Tocar lo divino
De
los cinco sentidos, mi favorito es sin duda el tacto.
Siempre
me ha parecido un poco el pariente pobre entre los cinco.
La
vista y el oído acaparan casi toda nuestra atención. Al gusto le dedicamos
incluso programas de televisión de éxito con cocineros de renombre. Y el olfato
es por el que quizá gastamos más dinero en desodorantes y perfumes.
Pero,
si sentimos que estamos vivos es porque alguien nos toca.
Aún
recuerdo como si fuera ayer el día en que, hace ya muchos años, puse mis manos
sobre el cuerpo de una adolescente con un cáncer que fue avanzando sin
tregua, inmisericorde.
Mirándome
a los ojos, me dijo: «Me has tocado con cariño». Y así fue.
Su
nombre era Yaima, alumna de 1º de Bachillerato. Adolescente a la que muchos
Domingos a la mañana visité en su casa durante su convalecencia.
Y a la que despedí en aquella fría y oscura madrugada en el Hospital cuando el cuerpo entonces inerte aún conservaba algún asomo de calor.
Hoy no es Domingo. Pero, no, no me he olvidado, Yaima. Descansa en paz.

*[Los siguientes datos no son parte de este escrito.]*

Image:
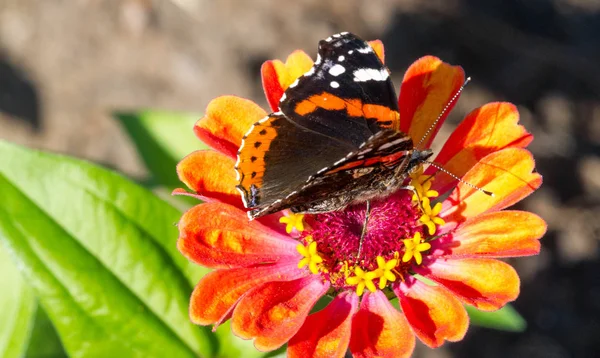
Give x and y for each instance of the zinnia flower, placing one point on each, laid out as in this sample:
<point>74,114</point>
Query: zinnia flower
<point>433,255</point>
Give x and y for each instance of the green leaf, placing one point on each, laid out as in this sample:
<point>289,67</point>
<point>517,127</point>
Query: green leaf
<point>44,341</point>
<point>162,139</point>
<point>505,319</point>
<point>18,309</point>
<point>101,254</point>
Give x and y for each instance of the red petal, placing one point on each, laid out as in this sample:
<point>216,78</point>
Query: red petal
<point>485,130</point>
<point>277,76</point>
<point>326,333</point>
<point>210,174</point>
<point>380,330</point>
<point>275,311</point>
<point>427,88</point>
<point>498,234</point>
<point>226,121</point>
<point>218,292</point>
<point>434,314</point>
<point>487,284</point>
<point>218,235</point>
<point>507,174</point>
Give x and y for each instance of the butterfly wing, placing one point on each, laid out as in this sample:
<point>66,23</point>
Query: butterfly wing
<point>277,156</point>
<point>378,167</point>
<point>347,94</point>
<point>332,110</point>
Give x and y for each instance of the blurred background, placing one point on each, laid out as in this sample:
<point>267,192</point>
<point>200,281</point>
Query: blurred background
<point>65,65</point>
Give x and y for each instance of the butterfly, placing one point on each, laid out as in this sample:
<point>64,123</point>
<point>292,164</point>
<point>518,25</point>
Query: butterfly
<point>335,140</point>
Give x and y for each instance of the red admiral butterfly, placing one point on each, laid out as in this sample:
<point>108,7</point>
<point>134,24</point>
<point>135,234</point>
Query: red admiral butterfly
<point>334,142</point>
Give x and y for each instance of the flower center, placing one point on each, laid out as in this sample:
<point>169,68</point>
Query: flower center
<point>337,246</point>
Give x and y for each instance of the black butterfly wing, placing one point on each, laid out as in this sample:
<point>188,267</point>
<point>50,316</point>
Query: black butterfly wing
<point>277,156</point>
<point>347,94</point>
<point>379,165</point>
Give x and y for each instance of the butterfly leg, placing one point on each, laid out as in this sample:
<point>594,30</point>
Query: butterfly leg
<point>364,229</point>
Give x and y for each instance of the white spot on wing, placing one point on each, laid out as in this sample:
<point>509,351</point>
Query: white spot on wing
<point>243,196</point>
<point>337,70</point>
<point>290,194</point>
<point>370,74</point>
<point>294,84</point>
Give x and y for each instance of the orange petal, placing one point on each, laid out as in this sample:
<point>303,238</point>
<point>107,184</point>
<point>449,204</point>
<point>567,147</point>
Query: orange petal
<point>326,333</point>
<point>218,292</point>
<point>210,174</point>
<point>487,284</point>
<point>277,76</point>
<point>380,330</point>
<point>485,130</point>
<point>377,46</point>
<point>434,314</point>
<point>497,234</point>
<point>226,121</point>
<point>218,235</point>
<point>428,86</point>
<point>507,173</point>
<point>275,311</point>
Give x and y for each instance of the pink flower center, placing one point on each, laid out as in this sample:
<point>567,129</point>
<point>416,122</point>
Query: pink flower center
<point>338,236</point>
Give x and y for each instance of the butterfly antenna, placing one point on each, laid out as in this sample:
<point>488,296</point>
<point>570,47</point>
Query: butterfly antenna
<point>450,103</point>
<point>488,193</point>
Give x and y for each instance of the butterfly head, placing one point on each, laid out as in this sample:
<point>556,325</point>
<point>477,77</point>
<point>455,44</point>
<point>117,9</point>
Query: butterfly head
<point>417,158</point>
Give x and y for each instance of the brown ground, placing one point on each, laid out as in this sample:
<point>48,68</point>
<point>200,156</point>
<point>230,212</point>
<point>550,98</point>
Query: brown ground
<point>64,64</point>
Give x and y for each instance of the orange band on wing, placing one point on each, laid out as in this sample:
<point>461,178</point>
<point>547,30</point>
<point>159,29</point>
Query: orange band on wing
<point>384,116</point>
<point>386,160</point>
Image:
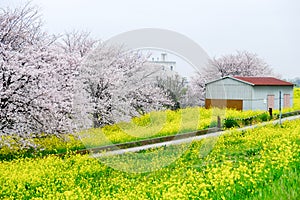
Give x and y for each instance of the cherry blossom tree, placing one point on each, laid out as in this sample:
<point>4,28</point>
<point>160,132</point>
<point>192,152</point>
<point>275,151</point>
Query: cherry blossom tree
<point>176,87</point>
<point>120,84</point>
<point>37,79</point>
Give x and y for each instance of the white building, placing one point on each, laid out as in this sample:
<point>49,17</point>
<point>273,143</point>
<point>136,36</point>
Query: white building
<point>165,68</point>
<point>248,93</point>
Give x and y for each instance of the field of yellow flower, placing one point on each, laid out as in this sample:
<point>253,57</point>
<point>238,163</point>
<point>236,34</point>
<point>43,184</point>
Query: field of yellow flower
<point>237,165</point>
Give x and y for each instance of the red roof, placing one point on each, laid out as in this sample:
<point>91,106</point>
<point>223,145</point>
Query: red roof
<point>263,80</point>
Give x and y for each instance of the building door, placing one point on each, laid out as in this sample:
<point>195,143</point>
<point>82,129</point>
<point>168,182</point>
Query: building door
<point>286,100</point>
<point>271,99</point>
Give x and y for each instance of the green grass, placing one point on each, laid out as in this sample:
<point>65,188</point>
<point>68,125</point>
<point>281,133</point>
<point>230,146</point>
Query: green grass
<point>253,164</point>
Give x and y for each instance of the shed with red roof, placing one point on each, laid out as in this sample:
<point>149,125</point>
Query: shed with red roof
<point>248,93</point>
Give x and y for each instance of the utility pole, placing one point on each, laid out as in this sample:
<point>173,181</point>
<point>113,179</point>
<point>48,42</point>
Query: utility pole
<point>280,113</point>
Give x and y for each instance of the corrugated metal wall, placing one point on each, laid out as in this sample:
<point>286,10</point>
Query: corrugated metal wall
<point>261,93</point>
<point>230,89</point>
<point>254,97</point>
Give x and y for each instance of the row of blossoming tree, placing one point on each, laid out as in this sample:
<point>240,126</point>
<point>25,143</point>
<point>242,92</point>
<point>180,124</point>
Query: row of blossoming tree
<point>53,84</point>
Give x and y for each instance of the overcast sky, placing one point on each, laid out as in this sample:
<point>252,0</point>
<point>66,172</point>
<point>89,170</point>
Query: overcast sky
<point>270,28</point>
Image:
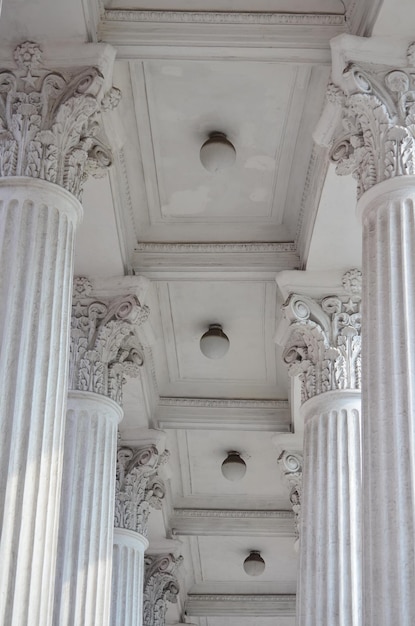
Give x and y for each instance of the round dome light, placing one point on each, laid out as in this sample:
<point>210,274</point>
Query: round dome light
<point>214,344</point>
<point>217,153</point>
<point>234,467</point>
<point>254,564</point>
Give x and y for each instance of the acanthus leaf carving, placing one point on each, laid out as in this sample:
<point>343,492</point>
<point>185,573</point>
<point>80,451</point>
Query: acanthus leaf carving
<point>49,121</point>
<point>138,486</point>
<point>104,346</point>
<point>160,586</point>
<point>291,464</point>
<point>376,141</point>
<point>323,346</point>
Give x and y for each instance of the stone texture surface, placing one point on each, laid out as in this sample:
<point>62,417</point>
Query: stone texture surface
<point>388,213</point>
<point>127,578</point>
<point>83,582</point>
<point>329,584</point>
<point>37,223</point>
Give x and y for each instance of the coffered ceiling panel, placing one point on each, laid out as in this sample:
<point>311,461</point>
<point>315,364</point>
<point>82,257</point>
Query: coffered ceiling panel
<point>279,556</point>
<point>259,106</point>
<point>206,450</point>
<point>247,312</point>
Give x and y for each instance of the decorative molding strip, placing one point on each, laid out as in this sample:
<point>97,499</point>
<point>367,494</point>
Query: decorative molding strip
<point>224,17</point>
<point>258,605</point>
<point>222,414</point>
<point>222,522</point>
<point>151,34</point>
<point>163,257</point>
<point>214,248</point>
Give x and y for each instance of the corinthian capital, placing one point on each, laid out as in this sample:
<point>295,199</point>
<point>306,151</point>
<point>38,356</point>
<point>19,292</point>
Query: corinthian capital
<point>291,464</point>
<point>104,343</point>
<point>322,343</point>
<point>374,94</point>
<point>160,587</point>
<point>138,486</point>
<point>49,120</point>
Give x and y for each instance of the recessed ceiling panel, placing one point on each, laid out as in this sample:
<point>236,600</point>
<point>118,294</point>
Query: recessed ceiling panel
<point>222,559</point>
<point>247,312</point>
<point>206,451</point>
<point>257,106</point>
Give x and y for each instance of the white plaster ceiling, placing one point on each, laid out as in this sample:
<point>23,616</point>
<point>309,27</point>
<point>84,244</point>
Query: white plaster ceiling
<point>262,83</point>
<point>301,6</point>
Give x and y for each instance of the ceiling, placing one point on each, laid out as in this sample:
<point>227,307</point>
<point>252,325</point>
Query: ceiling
<point>210,247</point>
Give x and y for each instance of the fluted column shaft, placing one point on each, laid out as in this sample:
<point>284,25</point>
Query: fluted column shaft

De los cinco sentidos, el tacto es el que transmite menos información, pero es la más básica, la indispensable: estoy aquí, te quiero...
Sin
embargo, también es el sentido que tiene una connotación emocional más fuerte:
ninguna imagen, ningún sonido, ningún perfume nos conmoverá jamás tanto como
una caricia, ni nos herirá tanto como una bofetada.
¿No
es cierto que cuando queremos decir que algo nos ha emocionado profundamente
decimos que nos ha «tocado»?
Debe
ser por eso que me parece que no poca gente ha desarrollado una especie de
fobia al contacto físico.
Quizá
sea porque pasamos horas y horas apretujados como sardinas en el metro,
abrazados a perfectos desconocidos, quizá sea porque las emociones fuertes nos
dan miedo y al mismo tiempo las deseamos, pero me parece que ya nadie se deja
tocar de buen grado.
Todavía
recuerdo lo que me impresionó en Londres ver la atención con
la que la gente evitaba tocarse en el ascensor.
Como
si tocarse en el ascensor fuera el preludio de acostarse juntos.
Por
eso me conmueve profundamente el hecho de que Jesús quiera tocarme.
A
Jesús le gustaba tocar a la gente, los Evangelios nos muestran continuamente
que toca. Toca a todos, hombres, mujeres, niños, ancianos.
Incluso
a los intocables, a los leprosos.
Tiene
una caricia para todos, a menudo impone las manos en señal de bendición.
Y no
puedo evitar preguntarme cómo habrá sido ser tocado por Él.
Si
es cierto que el tacto es el sentido que comunica las emociones más fuertes,
¿cómo vivieron aquellos el hecho de que Él les tocara?
En
el libro del Éxodo se dice que nadie puede ver a Dios y seguir con vida, ¿no
será esto aún más cierto para aquellos que lo tocan?
Pero,
Jesús tocaba a todos.
Y
todos podían tocarlo.
No
rehuía el contacto.
A
veces se entregaba a la multitud hasta el punto de que la gente lo empujaba y
lo apretujaba por todas partes.
Precisamente
una situación que yo detesto. Lo confieso.
Sin
embargo, Él parece sentirse perfectamente a gusto.
Jesús
quiere que Tomás también lo toque: extiende tu mano, tócala, siente esta carne
herida, aún sangrante, caliente de amor.
Jesús
ha inventado una forma de que yo lo toque.
Cada
día tomo su cuerpo entre mis manos.
Es
pan, claro, y es su cuerpo, su carne, su presencia.
Y se
entrega a mí. Totalmente. Irrevocablemente.
Y
también quiere que todos los que tienen hambre y sed… lo toquen.
Quiere
sentir a través del tacto que estamos ahí, que lo amamos.
Tantas
veces lo pienso cuando lo tomo entre mis manos.